DIRECTOR: Darrell Roodt

CAST: Erica Wessels, Louw Venter, Meme Ditshego, Christina Storm, Chris de Clerq, Elzette Maarschalk, Jana Strydom

CLASSIFICATION: 7-9PG LP

RUNNING TIME: 92 minutes

RATING: 3 stars (out of 5)

Diane de Beer

HUBBY is in a stressful job with his feet hardly touching the ground and his head nowhere to be found, while you’re stranded at home with two toddlers no more difficult than any under-three-year-old, and yet, your life seems to have been put on hold.

This is the dilemma of Helena Joubert (Wessels), who feels as if her mind has been shut down except when it comes to an overblown imagination where her husband’s secret sexual desires are concerned.

It sounds ever so corny and much of it is, if it weren’t for the portrayals by Wessels as the frayed mother of two and Ditshego as her housekeeper, the direction by Darrell Roodt and a story that attempts to be more contemporary than is traditionally the case in these type of movies.

But it could have been pushed even more and from this team it would not have been unexpected. If you’re going to shift the goalposts with issues like the two best buddies, the madam mother and her black housekeeper and bring a blog (the internet!) into the equation, why not also turn the Christina Storm vamp into something more acceptable in this day and age. Some subtlety would have helped.

From the start, you feel the producers and everyone involved were trying to push Afrikaans rom-coms into a more contemporary mould. Those young blonde lasses with their batting eyelashes, the too-pretty boyfriends, the evil woman who makes trouble but finally trips herself up, it feels as if we’ve been watching these storylines for decades and decades.

This is such an interesting country with such interesting dynamics.
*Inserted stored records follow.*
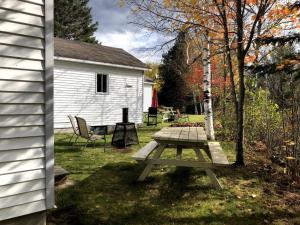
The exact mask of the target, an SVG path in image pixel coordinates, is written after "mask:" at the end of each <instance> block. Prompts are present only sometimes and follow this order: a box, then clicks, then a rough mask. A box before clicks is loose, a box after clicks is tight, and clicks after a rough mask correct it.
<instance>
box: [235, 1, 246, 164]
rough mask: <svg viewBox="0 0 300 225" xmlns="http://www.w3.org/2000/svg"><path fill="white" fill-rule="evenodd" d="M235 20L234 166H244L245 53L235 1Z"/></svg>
mask: <svg viewBox="0 0 300 225" xmlns="http://www.w3.org/2000/svg"><path fill="white" fill-rule="evenodd" d="M236 18H237V19H236V20H237V61H238V62H237V63H238V74H239V100H238V120H237V128H238V130H237V142H236V151H237V152H236V162H235V164H236V165H244V100H245V77H244V65H245V62H244V60H245V53H244V41H243V36H244V32H243V28H244V23H243V12H242V1H241V0H236Z"/></svg>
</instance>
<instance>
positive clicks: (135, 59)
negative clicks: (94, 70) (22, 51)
mask: <svg viewBox="0 0 300 225" xmlns="http://www.w3.org/2000/svg"><path fill="white" fill-rule="evenodd" d="M54 55H55V56H57V57H66V58H72V59H80V60H89V61H94V62H102V63H111V64H117V65H124V66H132V67H140V68H145V69H147V68H148V67H147V66H146V65H145V64H144V63H143V62H141V61H140V60H139V59H137V58H135V57H134V56H133V55H131V54H129V53H128V52H126V51H125V50H123V49H121V48H113V47H108V46H104V45H100V44H90V43H85V42H80V41H71V40H65V39H61V38H54Z"/></svg>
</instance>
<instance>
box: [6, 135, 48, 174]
mask: <svg viewBox="0 0 300 225" xmlns="http://www.w3.org/2000/svg"><path fill="white" fill-rule="evenodd" d="M44 146H45V140H44V138H43V137H26V138H15V139H0V151H2V150H10V149H21V148H37V147H44ZM0 154H1V153H0ZM8 172H9V171H8Z"/></svg>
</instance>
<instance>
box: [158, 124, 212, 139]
mask: <svg viewBox="0 0 300 225" xmlns="http://www.w3.org/2000/svg"><path fill="white" fill-rule="evenodd" d="M153 138H154V139H155V140H156V141H158V142H161V141H164V142H179V143H180V142H189V143H207V137H206V133H205V131H204V128H203V127H164V128H162V129H161V130H160V131H158V132H156V133H155V134H154V135H153Z"/></svg>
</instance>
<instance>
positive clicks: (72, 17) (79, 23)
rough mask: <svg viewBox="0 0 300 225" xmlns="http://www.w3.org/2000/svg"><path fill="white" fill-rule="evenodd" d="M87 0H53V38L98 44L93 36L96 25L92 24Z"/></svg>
mask: <svg viewBox="0 0 300 225" xmlns="http://www.w3.org/2000/svg"><path fill="white" fill-rule="evenodd" d="M88 2H89V0H55V2H54V3H55V4H54V36H55V37H60V38H65V39H70V40H80V41H84V42H89V43H98V41H97V40H96V38H95V37H94V36H93V35H94V32H95V31H96V30H97V27H98V23H97V22H96V23H93V20H92V15H91V8H90V7H89V6H88Z"/></svg>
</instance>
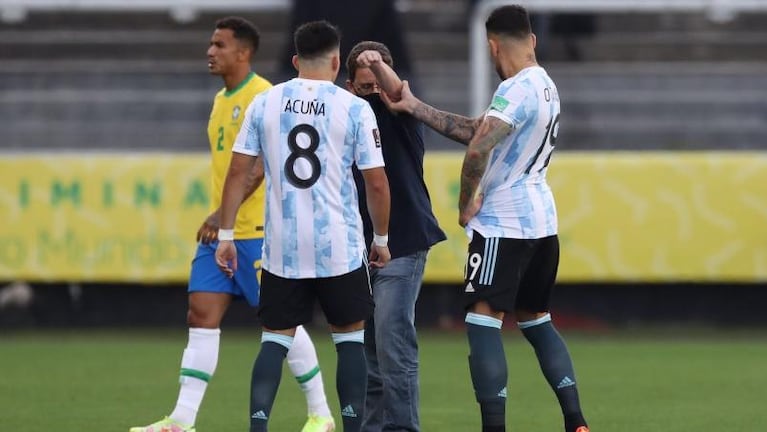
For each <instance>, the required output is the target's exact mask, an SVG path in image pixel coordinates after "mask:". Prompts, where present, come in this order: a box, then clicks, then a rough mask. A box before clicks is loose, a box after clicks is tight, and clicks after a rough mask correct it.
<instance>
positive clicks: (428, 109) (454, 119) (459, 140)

It would be so much fun if this could be reflected more soberly in even lighthearted scripts. The housekeeper captured something of that but that’s almost counterbalanced by the caricature of Storm’s sex kitten.

It’s the dilemma of every woman starting a family with a young husband climbing the career ladder. She seems trapped between feeding times and trying to find some me-time without falling asleep while he is totally unaware of her backward slide because his career is so time-consuming.

There have to be some new storylines here which allow expectations to be met. Especially as they have come up with the blog, which opened up all kinds of new ideas, yet still doesn’t quite make that leap into the new millennium.

That’s why I’m still crossing my fingers.